Hey guys got an issue and need some help. I know this isn't a wrench turning gear head exciting issue so bare with me and help if you can.

The ride before last up at red creek I had my gopro mounted on my radiator bracket (on the rack) and I rolled the bike backwards on top of myself coming out of the pits. Once we got the bike flipped back over, we dug down in the mud a good 6-8" and found the camera still in its case. The back door on the case was the skeleton back door to allow for better sound.

When I got home that afternoon I pulled the camera out of the case and cleaned everything real good. Pulled the battery and the SD card and cleaned all the slots. 

The problem I have now is that the camera wont turn on. I will plug it into power and the LED light will glow red like the battery is charging but the camera will not respond. When it is plugged into the computer, the computer wont recognize it. I even went as far as reformatting the SD card thinking that might have something to do with it. Nadda.
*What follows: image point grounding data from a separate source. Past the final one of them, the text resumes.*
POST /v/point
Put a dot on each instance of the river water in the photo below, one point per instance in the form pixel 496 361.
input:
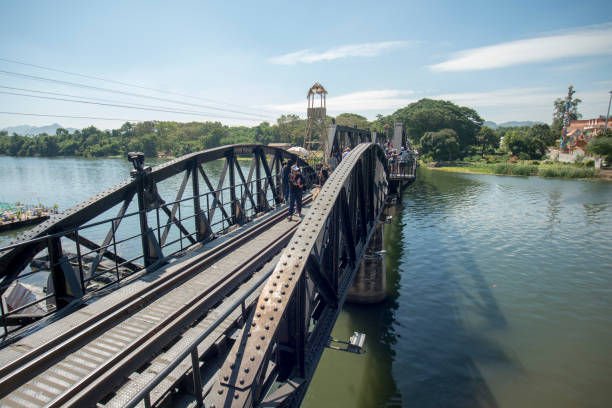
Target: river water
pixel 499 295
pixel 499 290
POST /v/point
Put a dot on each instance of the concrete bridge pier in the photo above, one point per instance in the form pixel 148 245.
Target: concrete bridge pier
pixel 370 282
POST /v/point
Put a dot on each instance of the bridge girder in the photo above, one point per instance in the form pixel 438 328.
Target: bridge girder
pixel 48 235
pixel 284 337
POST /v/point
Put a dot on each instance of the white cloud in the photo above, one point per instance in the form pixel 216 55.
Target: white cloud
pixel 379 100
pixel 354 50
pixel 499 105
pixel 595 40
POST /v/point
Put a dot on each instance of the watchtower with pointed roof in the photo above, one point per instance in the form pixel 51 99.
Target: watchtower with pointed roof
pixel 317 113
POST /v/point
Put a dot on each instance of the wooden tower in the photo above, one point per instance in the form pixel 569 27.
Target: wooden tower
pixel 317 113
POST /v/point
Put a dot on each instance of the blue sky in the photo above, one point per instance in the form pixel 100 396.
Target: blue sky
pixel 245 62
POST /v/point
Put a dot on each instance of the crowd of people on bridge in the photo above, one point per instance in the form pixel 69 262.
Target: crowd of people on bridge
pixel 398 160
pixel 293 181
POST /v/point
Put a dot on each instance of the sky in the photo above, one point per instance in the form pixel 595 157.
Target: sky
pixel 102 63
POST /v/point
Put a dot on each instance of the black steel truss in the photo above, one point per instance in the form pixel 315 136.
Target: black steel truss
pixel 283 339
pixel 247 198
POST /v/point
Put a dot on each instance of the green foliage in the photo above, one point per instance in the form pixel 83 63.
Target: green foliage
pixel 515 169
pixel 353 120
pixel 520 143
pixel 602 146
pixel 566 171
pixel 428 115
pixel 559 111
pixel 543 132
pixel 487 138
pixel 440 145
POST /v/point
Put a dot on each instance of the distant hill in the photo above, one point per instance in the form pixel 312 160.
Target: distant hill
pixel 494 125
pixel 27 130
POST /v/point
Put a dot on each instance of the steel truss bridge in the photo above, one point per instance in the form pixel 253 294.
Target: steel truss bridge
pixel 213 300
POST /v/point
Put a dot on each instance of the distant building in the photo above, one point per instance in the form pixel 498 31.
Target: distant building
pixel 579 134
pixel 586 129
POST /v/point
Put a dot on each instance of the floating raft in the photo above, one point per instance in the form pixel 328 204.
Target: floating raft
pixel 15 216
Is it possible that the battery is smoked? It has a small electronic odor to it but not like a burnt odor and it shows no sign of a melt down. How would I know?

Thanks in advance guys!


----------



## NMKawierider (Apr 11, 2009)

Try a different battery. If it still won't work l'd say she's toast.


----------



## todbnla (Jun 12, 2012)

I think you can email gopro and ask them, surely your not the first person with that issue as much as we abuse our cameras...


----------